Welcome! If you find yourself here wondering What does “serverless database" even mean? you may want to start with Andy Kimball’s introduction to serverless architecture post before coming back to dive in with us here.
On the flip side, if you’re already thinking How ARE you running a serverless database on Kubernetes? Sometimes, my deployments take 10 minutes to fully roll out and my eyes are fully-featured YAML parsers. Theytoldmethiswouldbebetter! — you’ve come to the right blog post.
YAML jokes aside, if you’ve personally wrestled with dynamic scaling in Kubernetes you might feel a bit skeptical of our claims: Namely, that CockroachDB Serverless has fast startup times and that we use Kubernetes. Keep reading to learn the details of exactly how we are deploying stateful Kubernetes workloads for CockroachDB Serverless.

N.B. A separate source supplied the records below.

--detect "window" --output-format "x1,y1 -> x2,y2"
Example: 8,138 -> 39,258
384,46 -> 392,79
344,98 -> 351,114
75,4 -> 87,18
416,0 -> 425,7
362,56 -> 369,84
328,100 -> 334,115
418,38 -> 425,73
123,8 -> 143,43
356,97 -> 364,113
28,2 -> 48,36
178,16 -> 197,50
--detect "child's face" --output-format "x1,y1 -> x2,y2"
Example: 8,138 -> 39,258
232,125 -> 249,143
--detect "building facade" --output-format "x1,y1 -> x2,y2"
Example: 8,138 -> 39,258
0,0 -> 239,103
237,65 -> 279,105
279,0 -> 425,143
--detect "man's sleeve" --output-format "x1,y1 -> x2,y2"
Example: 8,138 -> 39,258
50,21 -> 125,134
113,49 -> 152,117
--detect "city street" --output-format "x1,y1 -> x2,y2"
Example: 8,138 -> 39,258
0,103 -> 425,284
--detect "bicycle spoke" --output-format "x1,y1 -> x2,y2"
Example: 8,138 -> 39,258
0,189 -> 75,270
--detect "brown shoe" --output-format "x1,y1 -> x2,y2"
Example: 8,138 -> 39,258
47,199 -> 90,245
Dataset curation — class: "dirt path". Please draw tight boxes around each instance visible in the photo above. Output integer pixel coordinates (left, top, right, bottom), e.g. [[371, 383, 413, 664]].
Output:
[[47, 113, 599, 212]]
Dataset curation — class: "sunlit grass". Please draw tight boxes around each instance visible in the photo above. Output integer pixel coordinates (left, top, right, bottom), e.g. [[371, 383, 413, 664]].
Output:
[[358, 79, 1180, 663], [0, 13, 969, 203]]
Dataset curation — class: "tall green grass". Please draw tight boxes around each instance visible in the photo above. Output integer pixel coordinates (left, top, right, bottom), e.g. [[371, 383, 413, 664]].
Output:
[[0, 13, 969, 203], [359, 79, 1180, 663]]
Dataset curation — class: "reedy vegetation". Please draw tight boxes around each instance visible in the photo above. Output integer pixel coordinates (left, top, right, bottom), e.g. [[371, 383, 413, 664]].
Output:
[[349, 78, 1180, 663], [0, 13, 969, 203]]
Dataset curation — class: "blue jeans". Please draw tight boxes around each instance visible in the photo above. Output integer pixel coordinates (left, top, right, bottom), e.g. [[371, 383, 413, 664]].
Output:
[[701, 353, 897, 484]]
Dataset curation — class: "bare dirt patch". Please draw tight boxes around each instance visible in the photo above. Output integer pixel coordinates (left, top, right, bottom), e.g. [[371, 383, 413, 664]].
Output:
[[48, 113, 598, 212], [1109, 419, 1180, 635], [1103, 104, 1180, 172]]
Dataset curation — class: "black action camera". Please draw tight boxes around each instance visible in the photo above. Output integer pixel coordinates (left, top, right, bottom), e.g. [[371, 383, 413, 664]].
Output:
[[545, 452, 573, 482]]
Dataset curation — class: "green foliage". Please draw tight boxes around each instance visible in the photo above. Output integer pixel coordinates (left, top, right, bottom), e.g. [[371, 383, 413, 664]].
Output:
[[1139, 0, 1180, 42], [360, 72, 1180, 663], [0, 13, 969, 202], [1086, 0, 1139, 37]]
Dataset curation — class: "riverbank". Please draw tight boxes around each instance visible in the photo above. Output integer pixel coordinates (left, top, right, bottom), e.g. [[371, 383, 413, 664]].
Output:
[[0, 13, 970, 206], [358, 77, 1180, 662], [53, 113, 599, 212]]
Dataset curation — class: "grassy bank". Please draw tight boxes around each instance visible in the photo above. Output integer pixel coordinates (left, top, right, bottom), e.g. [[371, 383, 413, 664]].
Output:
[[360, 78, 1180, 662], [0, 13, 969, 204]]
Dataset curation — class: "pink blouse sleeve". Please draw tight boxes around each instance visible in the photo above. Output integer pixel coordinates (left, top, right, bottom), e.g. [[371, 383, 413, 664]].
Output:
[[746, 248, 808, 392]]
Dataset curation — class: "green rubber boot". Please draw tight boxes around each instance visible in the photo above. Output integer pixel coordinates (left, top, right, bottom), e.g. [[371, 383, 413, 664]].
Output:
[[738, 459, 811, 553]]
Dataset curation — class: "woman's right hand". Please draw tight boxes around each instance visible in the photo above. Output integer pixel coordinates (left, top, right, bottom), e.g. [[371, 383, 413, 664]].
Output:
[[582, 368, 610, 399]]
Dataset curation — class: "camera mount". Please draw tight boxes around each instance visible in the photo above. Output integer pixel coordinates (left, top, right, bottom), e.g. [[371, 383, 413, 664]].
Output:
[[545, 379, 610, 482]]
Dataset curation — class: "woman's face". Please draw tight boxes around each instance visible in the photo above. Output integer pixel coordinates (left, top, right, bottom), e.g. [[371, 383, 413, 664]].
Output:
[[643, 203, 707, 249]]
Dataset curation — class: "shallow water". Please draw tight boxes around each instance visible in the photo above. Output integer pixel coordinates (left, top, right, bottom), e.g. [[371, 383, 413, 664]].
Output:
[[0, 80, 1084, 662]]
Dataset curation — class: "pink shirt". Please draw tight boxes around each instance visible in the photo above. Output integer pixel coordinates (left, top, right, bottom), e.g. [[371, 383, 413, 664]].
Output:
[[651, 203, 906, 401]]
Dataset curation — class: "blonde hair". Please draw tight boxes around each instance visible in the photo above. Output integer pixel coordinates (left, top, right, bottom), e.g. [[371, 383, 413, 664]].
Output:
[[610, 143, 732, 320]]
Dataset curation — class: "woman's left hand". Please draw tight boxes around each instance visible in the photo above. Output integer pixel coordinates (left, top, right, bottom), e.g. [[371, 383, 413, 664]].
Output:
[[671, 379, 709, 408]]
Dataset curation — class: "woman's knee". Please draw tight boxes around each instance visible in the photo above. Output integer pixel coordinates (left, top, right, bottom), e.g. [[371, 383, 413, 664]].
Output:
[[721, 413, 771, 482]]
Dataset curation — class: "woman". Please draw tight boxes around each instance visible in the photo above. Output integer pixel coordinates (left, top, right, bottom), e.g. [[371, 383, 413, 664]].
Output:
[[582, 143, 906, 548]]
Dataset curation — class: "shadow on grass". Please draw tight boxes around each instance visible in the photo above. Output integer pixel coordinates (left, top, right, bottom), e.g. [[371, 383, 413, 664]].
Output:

An old Cockroach can learn new tricks
CockroachDB is separated into two layers: SQL and a Key/Value (KV) storage layer. The SQL layer is responsible for parsing, optimizing, and executing queries from users. The KV layer is responsible for storing, retrieving, and distributing data while providing Cockroach’s transactional semantics.
In a dedicated CockroachDB deployment, these two layers communicate in the same process. A multi-tenant deployment takes this separation one step further and splits each layer into its own process. This leaves us with one large stateful cluster of storage pods that acts as the back end for many stateless SQL pods.
This KV Cluster is actually just a dedicated CockroachDB deployment.
If we were to follow our instructions on how to deploy CockroachDB onto Kubernetes, we’d have a ready-to-go Serverless storage layer. While end users can connect directly to these clusters via SQL, that’s not their primary purpose in a multi-tenant deployment. In addition to SQL, every CockroachDB process hosts a gRPC service. This service is used for intra-node communication, powers some of the cockroach CLI, and most importantly exposes access to the KV layer. When executing SQL on behalf of a user, SQL pods will leverage this service to access or modify any persisted data.
SQL pods are where we get into uncharted territory. Much like the storage pods, SQL pods are still CockroachDB, this time with a slightly different entrypoint. Thanks to the architecture of CockroachDB’s SQL execution layer, SQL pods are horizontally scalable. More concretely, this means that we can quite easily control the quality of service tenants experience by adjusting the resource limits and requests on SQL pods, or by modifying the number of replicas allocated to them.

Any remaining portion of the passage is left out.